Introduction
Thanks to Amazon Elastic Inference, any Amazon EC2 or Amazon SageMaker instance type may be equipped with the proper GPU-powered inference acceleration. You may now select the instance type that best suits your application's overall compute, memory, and storage requirements. TensorFlow, Apache MXNet, PyTorch, and ONNX models are all supported by Amazon Elastic Inference.
The process of producing predictions using a trained model is known as inference. Inference accounts for up to 90% of overall operational costs in deep learning applications for two reasons. To begin with, standalone GPU instances are usually intended for model training rather than inference. Inference jobs typically process a single input in real-time, consuming a small amount of GPU computing. This makes GPU inference on its own inefficient.
On the other hand, separate CPU instances are not designed for matrix operations and are typically too sluggish for deep learning inference. Second, different models require varying amounts of CPU, GPU, and memory. TensorFlow, Apache MXNet, PyTorch, and ONNX models are all supported by Amazon Elastic Inference.

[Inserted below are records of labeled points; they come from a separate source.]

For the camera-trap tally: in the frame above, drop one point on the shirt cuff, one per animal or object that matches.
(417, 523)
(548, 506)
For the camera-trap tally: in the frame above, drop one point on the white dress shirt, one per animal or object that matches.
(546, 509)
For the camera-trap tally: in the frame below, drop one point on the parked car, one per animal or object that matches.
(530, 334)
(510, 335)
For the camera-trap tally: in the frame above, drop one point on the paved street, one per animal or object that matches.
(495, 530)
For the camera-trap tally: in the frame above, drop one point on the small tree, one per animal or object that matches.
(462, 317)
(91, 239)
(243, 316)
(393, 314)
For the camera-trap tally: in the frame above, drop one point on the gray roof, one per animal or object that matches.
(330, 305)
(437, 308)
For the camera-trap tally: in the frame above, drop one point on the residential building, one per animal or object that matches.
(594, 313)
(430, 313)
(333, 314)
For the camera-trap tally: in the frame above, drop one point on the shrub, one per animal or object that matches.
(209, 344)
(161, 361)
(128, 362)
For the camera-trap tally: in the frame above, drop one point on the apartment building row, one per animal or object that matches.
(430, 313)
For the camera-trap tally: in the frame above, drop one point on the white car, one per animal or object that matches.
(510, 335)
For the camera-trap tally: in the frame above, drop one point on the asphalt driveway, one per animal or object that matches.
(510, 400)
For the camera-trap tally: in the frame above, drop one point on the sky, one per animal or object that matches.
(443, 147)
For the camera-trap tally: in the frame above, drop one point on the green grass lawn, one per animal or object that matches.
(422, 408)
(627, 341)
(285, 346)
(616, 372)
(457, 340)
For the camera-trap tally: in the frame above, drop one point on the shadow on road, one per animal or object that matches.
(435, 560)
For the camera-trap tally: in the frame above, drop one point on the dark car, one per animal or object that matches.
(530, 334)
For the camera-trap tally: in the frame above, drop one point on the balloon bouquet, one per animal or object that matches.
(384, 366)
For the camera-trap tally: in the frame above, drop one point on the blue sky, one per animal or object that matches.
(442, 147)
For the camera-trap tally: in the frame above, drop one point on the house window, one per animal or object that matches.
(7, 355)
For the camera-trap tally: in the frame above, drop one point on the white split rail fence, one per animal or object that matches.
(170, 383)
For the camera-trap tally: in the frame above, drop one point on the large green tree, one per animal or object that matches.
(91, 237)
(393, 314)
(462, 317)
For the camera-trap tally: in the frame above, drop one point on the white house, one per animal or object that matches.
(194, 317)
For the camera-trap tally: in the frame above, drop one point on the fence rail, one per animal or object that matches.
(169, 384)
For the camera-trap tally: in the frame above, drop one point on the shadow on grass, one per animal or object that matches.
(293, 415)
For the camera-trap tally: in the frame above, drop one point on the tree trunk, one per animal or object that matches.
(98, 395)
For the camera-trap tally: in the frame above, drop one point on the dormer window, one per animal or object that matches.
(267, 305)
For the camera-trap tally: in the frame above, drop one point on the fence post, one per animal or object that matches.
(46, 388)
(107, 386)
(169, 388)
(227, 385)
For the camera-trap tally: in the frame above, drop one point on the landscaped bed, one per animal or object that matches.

The process of producing predictions using a trained model is known as inference. Inference accounts for up to 90% of overall operational costs in deep learning applications for two reasons. To begin with, standalone GPU instances are usually intended for model training rather than inference. Inference jobs typically process a single input in real-time, consuming a small amount of GPU computing. This makes GPU inference on its own inefficient. On the other hand, separate CPU instances are not designed for matrix operations and are typically too sluggish for deep learning inference. Second, different models require varying amounts of CPU, GPU, and memory.
Benefits
Reduce inference costs by up to 75%
Using Amazon Elastic Inference, you can choose the instance type that best fits your application's total compute and memory requirements. You can then specify the amount of inference acceleration you require independently. Because you no longer need to over-provision GPU computing for inference, you can save up to 75% on inference costs.
Get exactly what you need.
Inference acceleration can be as little as a single-precision TFLOPS (trillion floating-point operations per second) or as high as 32 mixed-precision TFLOPS with Amazon Elastic Inference. This is a considerably more appropriate range of inference compute than a solitary Amazon EC2 P3 instance's range of up to 1,000 TFLOPS. A simple language processing model, for example, may only require one TFLOPS to conduct inference efficiently, whereas a sophisticated computer vision model may require up to 32 TFLOPS.
Respond to changes in demand
Using Amazon EC2 Auto Scaling groups, you can quickly adjust the amount of inference acceleration up and down to meet your application's demands without over-provisioning capacity. When you use EC2 Auto Scaling to raise the number of EC2 instances, it also scales up the associated accelerator for each instance. When it scales down your EC2 instances as demand decreases, it also scales down the linked accelerator for each instance. This allows you to pay only for what you require when you require it.
Some of the other benefits are:
- TFLOPS of inference acceleration with single precision.
- As many as 32 TFLOPS with mixed accuracy.
- Scale inference acceleration up and down utilizing scaling groups integrated with Amazon SageMaker and Amazon EC2.
- Support for TensorFlow and Apache MXNet.
- Support for the Open Neural Network Exchange (ONNX) format.
- Single or combined precision procedures are available.